And if he looks, properly looks, he'd have known that they had wept for him instead of cradled the morning dew. But he doesn't, tentatively touching their velvet skin, and listening carefully to their garbled words, too high-pitched to be coherent to his ears. But it's pretty, so very pretty, and their song hides the sound of a tick-tick-tick of his alarm clock until it's too loud to ignore.
He dismisses the dream when he wakes up, fingers tangled in his hair, pushing away loose curls. That's all it is: a pretty dream.
The difference being that this time, he thinks about it, recalls it with unnerving precision and suddenly the world he lives in feels unreal, spun on it's axis and kept on an angle. He considers telling Momo about it before they get onto the bus because he can't shake the dream off his mind, but then she smiles at him, and fixes her pigtails, and he knows that she'd just call him silly. So he says nothing, because he'd rather have that than her laughter. He has her laughter anyway, when she asks him how she looks, are these pigtails okay, and he tugs one of them gently, checking that they're fine. Her hair is soft and slips through his fingers like ocean water.
Momo holds his hand when they sit together on the bus, when they're certain no one can see. Toushirou lets her because it's comfortable and warm, and he knows that she likes the feel of it against her skin. Toushirou lets her because he can't say no.
Because it's gentle and there's no thorn stuck in his thumb when he brushes over her knuckles.
And it's skin against skin, not leaf against skin, as he tells himself to calm down, as the bus rocks from side to side when the wheels go over the tracks. Momo is his anchor.
A butterfly lands on him, and Toushirou blinks and opens his eyes. He wonders why he knows her, why he can't see her though he knows she's there. He looks through the creature's vertebrae and sees only the blue sky divided by a paper thin line. Stick-thin and teasing, it's with a start that the strawberry blonde wings extend and cover the sky. He jerks upwards, surprised by the sudden blockage of blue. But he felt the weight of the butterfly's feet against the ridge of his nose the entire time and maybe he shouldn't have been so surprised. He doesn't even realize he's let loose a startled cry until he's tackled by someone human-sized and all at once he's pushed down into the ground.

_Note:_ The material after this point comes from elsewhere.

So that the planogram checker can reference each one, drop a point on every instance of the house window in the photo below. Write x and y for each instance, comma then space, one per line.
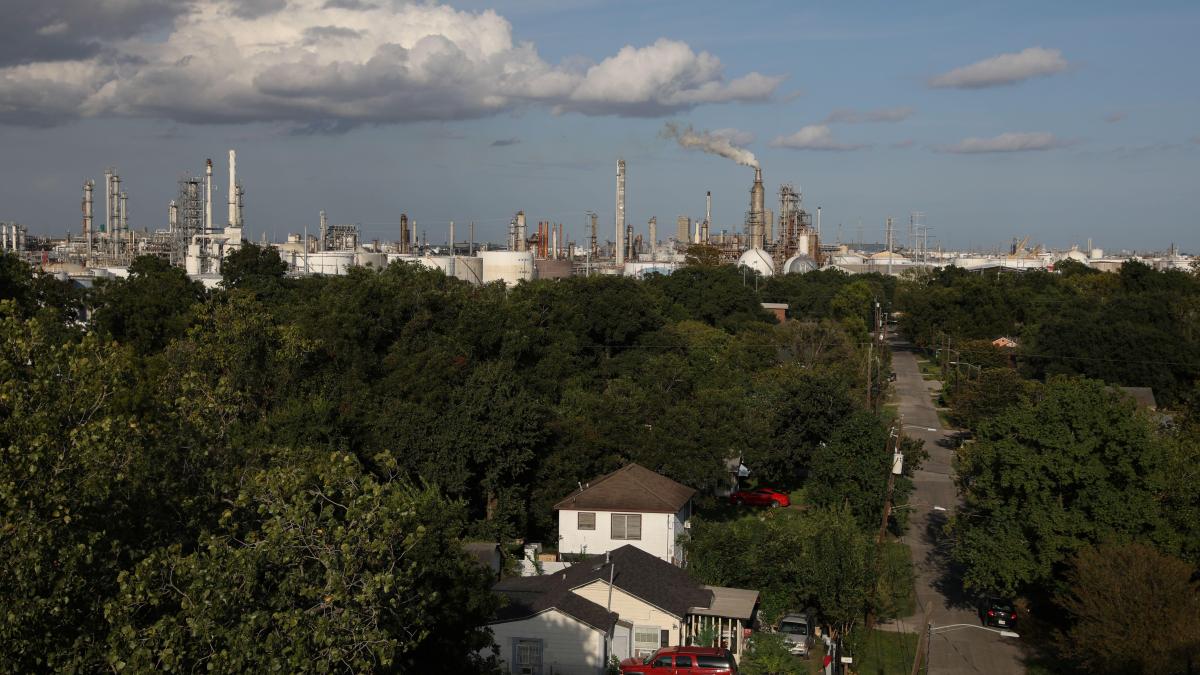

"Aha!" A boy says, scruffy hair pressed into his neck, arms shaking as he clings on to Toushirou, squeezing tightly. "I have you now!"
The butterfly is most definitely laughing at him, trilling at both, flying in loop-de-loops and smiley faces.
"Um." Toushirou blinks. He is a little bit more than confused, and a little bit more than disorientated. "What?" Except his words are muffled against fabric, and what comes out sounds like: "Whuh?"
"… oh." Disappointed, the boy lets go of him, and Toushirou looks at him properly, mussed up and dirt-stained clothes, knees scraped with mud, and a gardener's overall. "Aren't you the cabbage thief?" He sounds perturbed as he speaks, black hair slowly falling onto his dark blue eyes. In vain, he tries to move it away, but it's a lost cause, it flops and obscures his face once more.
"No." Tartly, Toushirou can't help but reply; sitting up so he's at eye-level with the boy. "I'm not."
The gardener looks like he's about to burst into tears, and he must remind Toushirou too much of Momo because he still can't say no to her either, not when she looks at him like that. There are twinges of guilt stabbing at his chest, even though Toushirou knows he deserves to act the way he does. People don't get tackled and accused of theft for a vegetable he doesn't even like and expect to be treated politely in return.
"Is there anything I can do to help?" Toushirou offers instead of an apology, feeling awkward about the whole situation.
The gardener gazes at him, chewing on his bottom lip, and then looks at the butterfly with orange wings, and cups his hands together and beckons for the butterfly to land. And for one moment, whilst the scruffy looking person stares probingly at it, Toushirou frowns and thinks that it would be a terrible opportunity if the life was snuffed out before his very eyes. He inches closer, almost protective of the familiar creature.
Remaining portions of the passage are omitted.